Committee concludes care regulatory system “sufficiently rigorous”

Scotland’s care regulator, the Care Inspectorate, welcomed the Scottish Parliament’s Health and Sport Committee conclusion that the inspection system for care of older people is “sufficiently rigorous” and said the Committee’s inclusion of the Care Inspectorate’s proposals for improvement in their recommendations was a strong endorsement of the Inspectorate’s direction of travel.

The report examined whether the system of safeguards for the quality of care is robust and whether it successfully identifies poorly performing services. Its key finding that “the current regulatory system is sufficiently rigorous to identify care services for older people which are failing to deliver high quality care” was welcomed.

The inquiry was launched in the wake of concerns raised by individual high profile cases and makes a series of specific recommendations. It comes just months after the Care Inspectorate took over regulation of the care sector and embarked on a three-year change programme designed to build on the existing strengths of the Scottish regulatory and scrutiny system.

The report’s recommendations for improvement include many of the proposals made by the Care Inspectorate to the Inquiry, including a full review of the National Care Standards, increased user focus and stronger enforcement powers.

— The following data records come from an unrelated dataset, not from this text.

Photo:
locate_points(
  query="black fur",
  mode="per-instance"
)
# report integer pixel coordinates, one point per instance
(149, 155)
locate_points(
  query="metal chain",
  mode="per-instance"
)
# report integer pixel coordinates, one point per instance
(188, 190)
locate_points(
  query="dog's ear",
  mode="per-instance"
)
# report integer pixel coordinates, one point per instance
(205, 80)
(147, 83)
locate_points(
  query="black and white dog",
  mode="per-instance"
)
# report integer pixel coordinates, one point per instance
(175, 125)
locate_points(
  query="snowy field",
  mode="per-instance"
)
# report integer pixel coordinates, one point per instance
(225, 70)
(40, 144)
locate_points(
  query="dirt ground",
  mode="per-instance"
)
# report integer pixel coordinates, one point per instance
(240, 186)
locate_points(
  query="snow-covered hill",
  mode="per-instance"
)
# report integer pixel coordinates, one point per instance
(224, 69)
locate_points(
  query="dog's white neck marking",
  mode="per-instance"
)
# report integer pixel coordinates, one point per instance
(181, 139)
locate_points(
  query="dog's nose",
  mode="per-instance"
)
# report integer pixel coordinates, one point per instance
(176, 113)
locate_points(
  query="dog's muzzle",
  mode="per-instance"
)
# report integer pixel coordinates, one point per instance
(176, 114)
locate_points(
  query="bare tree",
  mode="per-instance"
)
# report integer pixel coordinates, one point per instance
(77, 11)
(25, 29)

Commenting, Care Inspectorate Chair, Professor Frank Clark, said the recommendations were helpful and in line with the changes being introduced since the Care Inspectorate was created. He said:

“We strongly welcome this report. This inquiry was launched after some high profile cases both here and south of the border. These prompted the question whether the scrutiny system is successfully identifying poorly performing services. We shared the sense of horror many felt at the poor quality of care these cases revealed and were keen to see the issue thoroughly investigated.

“The cross-party committee has now concluded that the system is ‘sufficiently rigorous’. That is a vote of confidence and a testament to the hard work of the thousands of care staff across Scotland we work with who are dedicated to improving the quality of care.

“What’s more, the fact that the Committee has incorporated many of our suggestions for improvement as recommendations in their report is a strong endorsement of our direction of travel.

“Taken together, this report is a real source of assurance that not only is the system rigorous but it is also on the right track. This is backed up by the Cabinet Secretary’s recent announcement that the Care Inspectorate will have financial stability for the next three years.

“This has been a thorough examination of how Scotland’s care services are inspected and regulated, but the MSPs make clear that there can be no place for complacency. We wholeheartedly agree. Since the Care Inspectorate was formed eight months ago, we have embarked on reforms that build on the strengths of the Scottish system.

“The Committee has accepted our suggestion that the National Care Standards should be reviewed, enforcement powers strengthened and that people who use services, their carers and all health and social care professionals are encouraged to play an even greater role in assessing the quality of care. We think that is right and their recommendations are consistent with where we are going.

“Since our formation, we have been pursuing this approach, creating a new national enquiry line and inviting anonymous complaints from people with concerns over the quality of care. We have already speeded up the inspection system with 86% of draft inspection reports now ready within just 20 days, compared to around 60% for the previous year. And, just last month, we launched a national campaign to bolster public involvement by encouraging people to get involved. We will continue to work to put the appropriate actions in place to make these recommendations a reality.

“Wherever we find that quality falls short of what people have a right to expect, we work with that service to make sure improvements are made and have powers to insist that services make changes.  We do this by working in close partnership with care staff, people who use services, their carers and key partner bodies to make sure Scotland has an inspection regime that delivers.”